I'm using the bulk loader to download my Review kind from one GAE server and upload to another GAE server. This Review kind contains about 30,000 entities.
I use the command to upload:
appcfg.py upload_data --kind=Review --filename=review.csv --application=<MY_APP_ID> --url=http://<MY_APP_ID>.appspot.com/remote_api --rps_limit=500 --bandwidth_limit=2500000 --batch_size=100
NOTE: The entire error is pretty long. So I've included it at the bottom of this question.
The upload doesn't start at all and stops at the line: [INFO ] Opening database: bulkloader-progress-20110611.222101.sql3
I see at the bottom of the entire trace: lambda val: _EPOCH + datetime.timedelta(microseconds=val), OverflowError: date value out of range
I suspect that this is caused by badly formated date's found in my publisheddate column (see below for entire Review kind).
I ran the GQL: SELECT * FROM Review where publisheddate = null
in the GAE admin portal and found around 15 entities with null values for the publisheddate column. So I deleted those, redownloaded and tried reuploading the Review kind. I still get the same error.
I'm thinking, since I'm using the upload command without a config file parameter e.g. --config_file=bulkloader.yaml
(see above upload that I'm not specifying the --config_file
)
I'm relying on the datastore statistics to determine what is downloaded to my review.csv file.
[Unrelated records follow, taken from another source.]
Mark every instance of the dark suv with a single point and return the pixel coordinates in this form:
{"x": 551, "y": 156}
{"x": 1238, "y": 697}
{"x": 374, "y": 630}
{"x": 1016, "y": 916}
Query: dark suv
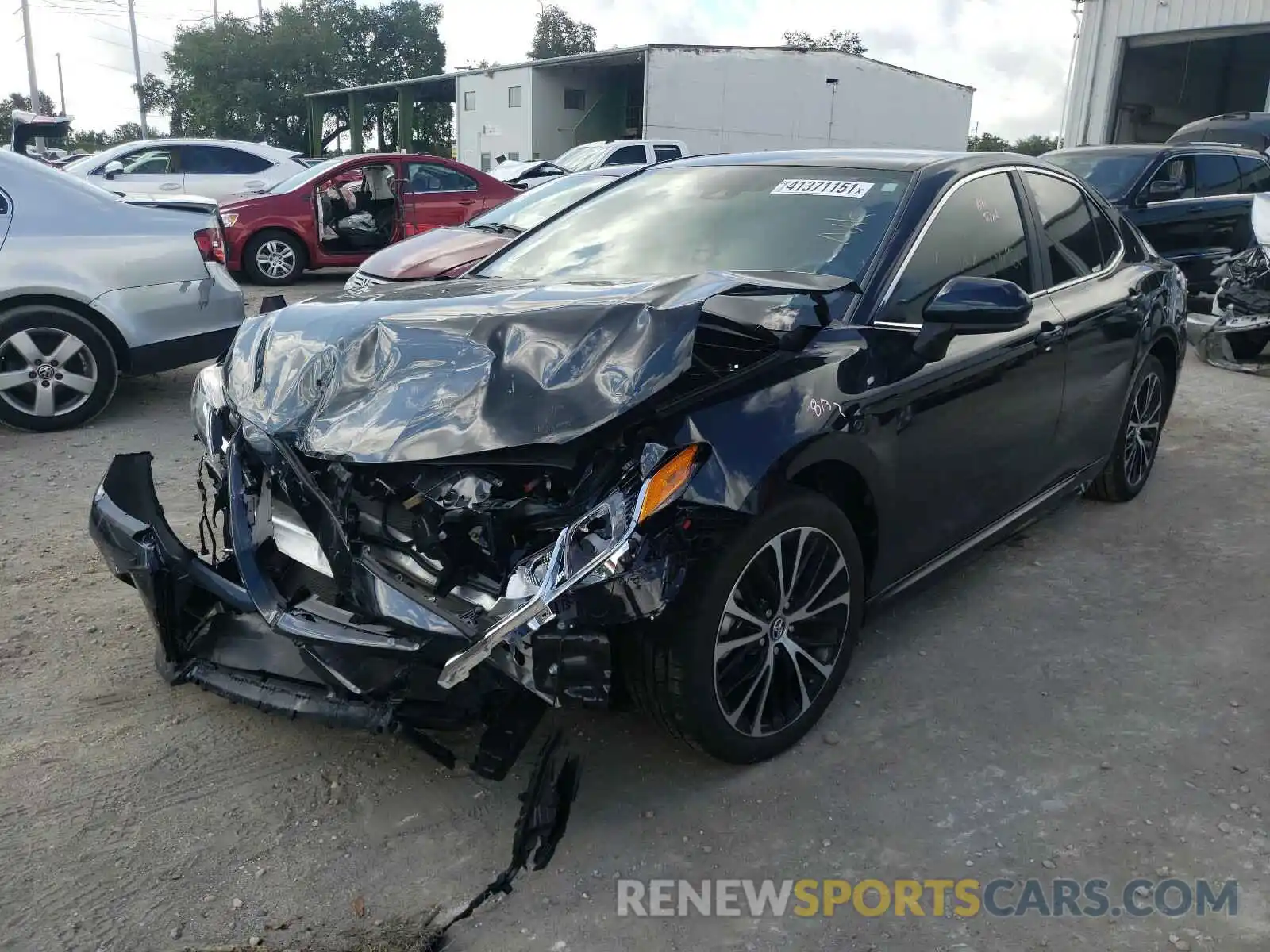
{"x": 1193, "y": 202}
{"x": 1246, "y": 130}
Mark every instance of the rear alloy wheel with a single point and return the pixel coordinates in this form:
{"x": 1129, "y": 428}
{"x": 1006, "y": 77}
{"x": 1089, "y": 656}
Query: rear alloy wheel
{"x": 752, "y": 664}
{"x": 273, "y": 259}
{"x": 56, "y": 370}
{"x": 1138, "y": 438}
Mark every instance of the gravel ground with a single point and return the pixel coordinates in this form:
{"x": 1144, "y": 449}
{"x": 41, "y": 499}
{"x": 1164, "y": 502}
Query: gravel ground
{"x": 1086, "y": 701}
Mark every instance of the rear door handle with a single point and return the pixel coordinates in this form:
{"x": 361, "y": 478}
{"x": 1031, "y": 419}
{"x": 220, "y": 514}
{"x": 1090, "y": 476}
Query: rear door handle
{"x": 1049, "y": 336}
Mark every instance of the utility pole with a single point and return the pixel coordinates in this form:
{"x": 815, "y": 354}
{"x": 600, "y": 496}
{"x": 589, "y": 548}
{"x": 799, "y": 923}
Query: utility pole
{"x": 61, "y": 86}
{"x": 31, "y": 59}
{"x": 137, "y": 69}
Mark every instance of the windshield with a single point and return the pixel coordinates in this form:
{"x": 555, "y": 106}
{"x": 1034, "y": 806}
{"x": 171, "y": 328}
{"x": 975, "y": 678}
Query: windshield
{"x": 537, "y": 206}
{"x": 1110, "y": 173}
{"x": 582, "y": 156}
{"x": 310, "y": 175}
{"x": 685, "y": 220}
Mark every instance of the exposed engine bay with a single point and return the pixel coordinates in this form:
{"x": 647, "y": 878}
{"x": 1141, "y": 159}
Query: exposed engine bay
{"x": 441, "y": 507}
{"x": 1235, "y": 336}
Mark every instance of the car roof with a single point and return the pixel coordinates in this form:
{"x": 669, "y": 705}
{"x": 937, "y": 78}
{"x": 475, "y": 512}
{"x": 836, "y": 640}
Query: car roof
{"x": 1159, "y": 149}
{"x": 882, "y": 159}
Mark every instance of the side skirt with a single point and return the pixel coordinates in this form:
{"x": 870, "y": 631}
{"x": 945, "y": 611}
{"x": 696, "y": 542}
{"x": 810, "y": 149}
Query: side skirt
{"x": 1003, "y": 527}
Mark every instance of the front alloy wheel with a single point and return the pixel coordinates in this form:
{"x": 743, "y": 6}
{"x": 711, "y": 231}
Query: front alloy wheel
{"x": 783, "y": 628}
{"x": 755, "y": 647}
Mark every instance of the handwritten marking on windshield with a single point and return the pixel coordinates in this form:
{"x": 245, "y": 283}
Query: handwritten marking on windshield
{"x": 822, "y": 187}
{"x": 821, "y": 406}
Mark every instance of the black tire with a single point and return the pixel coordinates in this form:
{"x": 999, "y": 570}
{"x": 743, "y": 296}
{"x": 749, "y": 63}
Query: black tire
{"x": 1245, "y": 347}
{"x": 271, "y": 240}
{"x": 51, "y": 346}
{"x": 1130, "y": 466}
{"x": 671, "y": 672}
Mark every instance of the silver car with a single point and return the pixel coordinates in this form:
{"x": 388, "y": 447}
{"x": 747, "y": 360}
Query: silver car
{"x": 93, "y": 286}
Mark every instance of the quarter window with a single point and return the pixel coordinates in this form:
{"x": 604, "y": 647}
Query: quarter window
{"x": 1255, "y": 175}
{"x": 1216, "y": 175}
{"x": 1071, "y": 235}
{"x": 431, "y": 177}
{"x": 977, "y": 234}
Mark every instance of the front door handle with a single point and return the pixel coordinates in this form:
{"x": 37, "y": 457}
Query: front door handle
{"x": 1049, "y": 336}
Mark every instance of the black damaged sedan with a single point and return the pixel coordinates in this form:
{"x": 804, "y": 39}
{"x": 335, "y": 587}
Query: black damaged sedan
{"x": 667, "y": 447}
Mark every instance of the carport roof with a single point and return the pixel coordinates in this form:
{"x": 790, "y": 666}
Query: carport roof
{"x": 442, "y": 86}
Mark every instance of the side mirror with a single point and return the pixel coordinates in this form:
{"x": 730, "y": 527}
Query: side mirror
{"x": 1165, "y": 190}
{"x": 971, "y": 306}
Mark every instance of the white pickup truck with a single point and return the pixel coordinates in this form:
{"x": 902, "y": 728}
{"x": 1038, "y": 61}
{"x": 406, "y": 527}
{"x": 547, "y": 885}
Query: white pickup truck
{"x": 590, "y": 155}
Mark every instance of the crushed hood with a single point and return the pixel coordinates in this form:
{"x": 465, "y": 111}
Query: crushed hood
{"x": 429, "y": 371}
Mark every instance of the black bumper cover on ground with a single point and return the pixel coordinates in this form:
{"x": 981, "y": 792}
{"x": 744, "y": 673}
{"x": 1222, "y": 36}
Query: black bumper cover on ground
{"x": 228, "y": 630}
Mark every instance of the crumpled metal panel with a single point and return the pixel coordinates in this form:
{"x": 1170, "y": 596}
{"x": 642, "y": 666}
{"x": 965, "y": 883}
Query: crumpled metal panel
{"x": 438, "y": 370}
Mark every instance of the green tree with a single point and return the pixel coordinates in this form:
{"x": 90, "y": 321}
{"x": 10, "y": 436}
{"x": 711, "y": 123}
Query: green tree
{"x": 846, "y": 41}
{"x": 987, "y": 143}
{"x": 559, "y": 35}
{"x": 1035, "y": 145}
{"x": 241, "y": 79}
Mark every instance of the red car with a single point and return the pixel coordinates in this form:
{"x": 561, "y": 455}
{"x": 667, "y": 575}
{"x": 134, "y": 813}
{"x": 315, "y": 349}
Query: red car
{"x": 340, "y": 213}
{"x": 448, "y": 253}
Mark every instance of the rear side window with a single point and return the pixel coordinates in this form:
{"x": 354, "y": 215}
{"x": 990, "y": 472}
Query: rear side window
{"x": 1254, "y": 175}
{"x": 977, "y": 234}
{"x": 1071, "y": 234}
{"x": 628, "y": 155}
{"x": 219, "y": 160}
{"x": 1216, "y": 175}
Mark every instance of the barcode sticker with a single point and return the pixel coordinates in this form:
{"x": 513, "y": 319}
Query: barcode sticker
{"x": 823, "y": 187}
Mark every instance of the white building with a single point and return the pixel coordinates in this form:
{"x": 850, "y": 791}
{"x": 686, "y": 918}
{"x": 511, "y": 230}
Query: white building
{"x": 1145, "y": 67}
{"x": 715, "y": 99}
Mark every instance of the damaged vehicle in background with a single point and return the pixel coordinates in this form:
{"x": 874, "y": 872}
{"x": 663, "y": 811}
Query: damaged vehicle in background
{"x": 448, "y": 253}
{"x": 1235, "y": 336}
{"x": 664, "y": 447}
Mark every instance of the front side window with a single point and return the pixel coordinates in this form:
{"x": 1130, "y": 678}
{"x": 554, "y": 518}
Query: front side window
{"x": 431, "y": 177}
{"x": 628, "y": 155}
{"x": 977, "y": 234}
{"x": 1071, "y": 234}
{"x": 1216, "y": 175}
{"x": 686, "y": 220}
{"x": 1254, "y": 175}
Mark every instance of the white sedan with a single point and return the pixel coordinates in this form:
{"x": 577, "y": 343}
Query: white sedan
{"x": 205, "y": 167}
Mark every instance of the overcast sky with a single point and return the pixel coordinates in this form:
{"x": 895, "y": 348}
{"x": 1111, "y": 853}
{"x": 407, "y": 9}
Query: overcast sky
{"x": 1014, "y": 52}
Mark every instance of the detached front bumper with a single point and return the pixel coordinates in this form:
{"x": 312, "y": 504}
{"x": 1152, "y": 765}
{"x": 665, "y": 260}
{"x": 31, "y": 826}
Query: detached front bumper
{"x": 1230, "y": 340}
{"x": 225, "y": 628}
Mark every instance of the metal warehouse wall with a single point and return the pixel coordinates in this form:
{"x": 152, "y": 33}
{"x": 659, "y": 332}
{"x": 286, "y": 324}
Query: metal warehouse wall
{"x": 728, "y": 101}
{"x": 1110, "y": 22}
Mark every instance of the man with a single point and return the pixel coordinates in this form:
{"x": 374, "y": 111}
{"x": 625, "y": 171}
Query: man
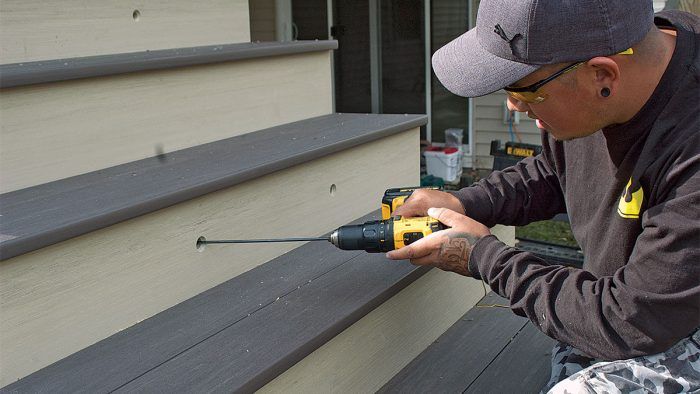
{"x": 615, "y": 93}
Now since I just deleted the entities with null publisheddate this redownloading and then reuploading immediately is not doing anything different from my initial download and upload. Since the datastore statistics aren't updated yet.
As there are 30, 000 entities I'm unsure as to how I can locate entities with badly formated dates. Is there a quick away to locate entities with bad publisheddate values?
Does anyone know how to fix this issue? I'm not sure from the error trace what the real problem is.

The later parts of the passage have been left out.